В этот момент, вероятно услышав шум, в приемную вошел и сам генерал Эссен, оренбургский военный губернатор и управляющий гражданской частью губернии. Ему здесь подчиняются все и вся, он тут и царь и бог, но и спрос с него за абсолютно всё. С генералом мы были знакомы, ему видимо не успели доложить обо мне и он с удивлением посмотрел на меня.
— Что здесь происходит, что ты такое кричишь негодяй? — раздраженно спросил генерал.
Я достал и протянул Эссену письмо Бенкендорфа и спокойно сказал:
— Думаю, что у вас, генерал, в госпитале обнаружен холерный больной. Этот человек прибыл вместе со мной и мои люди сейчас работают в госпитале.
— Ваша самоуверенность, князь, всем известна, не слишком ли вы много на себя берете?
— Нисколечко, господин генерал, мой зять, русский лекарь Матвей Иванович Бакатин, слов на ветер бросать не будет, если он сказал холера, значит там действительно холера. И надо не выяснять отношения, а срочно действовать. Пожалуйста, Петр Кириллович, прочитайте письмо генерала Бенкендорфа.
Глава 6
Неожиданное проявление мною покладистости и просительный тон совершенно обескуражил генерала, он растерянно посмотрел на меня и начал читать письмо Бенкендорфа.
По мере чтения письма выражение его лица менялось, закончив читать, он отбросил послание шефа жандармов, которое на лету подхватил кто-то из адъютантов и тяжело дыша, узрился на меня.
— Князь, вы надеюсь понимаете, что если вы ошибетесь отвечать перед Государем придется мне, а вы всего лишь отъедите в любимый вами Лондон?

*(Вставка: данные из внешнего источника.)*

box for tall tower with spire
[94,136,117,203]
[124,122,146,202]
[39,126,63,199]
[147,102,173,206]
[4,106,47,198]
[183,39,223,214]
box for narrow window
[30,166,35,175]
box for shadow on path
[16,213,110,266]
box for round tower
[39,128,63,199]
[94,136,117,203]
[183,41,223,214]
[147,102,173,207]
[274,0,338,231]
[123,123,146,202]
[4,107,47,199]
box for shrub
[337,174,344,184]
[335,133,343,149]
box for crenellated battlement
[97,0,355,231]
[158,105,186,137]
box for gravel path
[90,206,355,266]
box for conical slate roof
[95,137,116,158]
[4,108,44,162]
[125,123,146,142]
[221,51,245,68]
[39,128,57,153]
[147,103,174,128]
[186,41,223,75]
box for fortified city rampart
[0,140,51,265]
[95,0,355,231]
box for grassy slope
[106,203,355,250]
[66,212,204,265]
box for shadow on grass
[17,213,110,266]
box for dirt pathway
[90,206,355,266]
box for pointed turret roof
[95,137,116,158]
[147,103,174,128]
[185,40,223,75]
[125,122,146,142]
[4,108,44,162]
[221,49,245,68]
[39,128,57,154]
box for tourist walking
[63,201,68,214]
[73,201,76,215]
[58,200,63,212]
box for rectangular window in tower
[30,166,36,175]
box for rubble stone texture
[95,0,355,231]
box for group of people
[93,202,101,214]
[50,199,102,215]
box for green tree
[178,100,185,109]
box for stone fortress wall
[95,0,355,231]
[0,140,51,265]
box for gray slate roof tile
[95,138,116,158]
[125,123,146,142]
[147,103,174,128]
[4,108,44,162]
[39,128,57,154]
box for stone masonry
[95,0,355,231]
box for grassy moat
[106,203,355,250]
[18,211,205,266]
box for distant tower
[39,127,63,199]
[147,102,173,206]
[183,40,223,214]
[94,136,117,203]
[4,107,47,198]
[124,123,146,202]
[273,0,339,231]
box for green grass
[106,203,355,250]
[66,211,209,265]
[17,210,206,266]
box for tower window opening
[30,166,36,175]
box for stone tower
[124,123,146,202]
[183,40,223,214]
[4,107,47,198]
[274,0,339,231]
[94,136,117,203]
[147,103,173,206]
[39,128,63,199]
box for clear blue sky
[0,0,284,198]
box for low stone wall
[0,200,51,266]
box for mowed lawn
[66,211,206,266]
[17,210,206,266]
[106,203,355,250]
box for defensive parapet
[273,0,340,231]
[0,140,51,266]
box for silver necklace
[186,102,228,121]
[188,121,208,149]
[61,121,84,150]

— Во-первых, Петр Кириллович, насчет моей любви к Лондону вы заблуждаетесь, дыра еще та, а во-вторых, я, господин генерал, не ошибаюсь. В Россию пришла холера и лучше перебдеть, чем недобдеть. И палку при этом не перегнуть. Тупорыло перекрыть страну кордонами ума большого не надо, да только наш мужик в половине губерний и так по весне через год на второй солому ест с голодухи.
Мои слова еще больше распалили губернатора, он повернулся к своим притихшим адъютантам и набрав воздухом полную грудь, хотел что-то скомандовать, но я опередил и тихо предложил.
— Моя карета, господин генерал, у подъезда.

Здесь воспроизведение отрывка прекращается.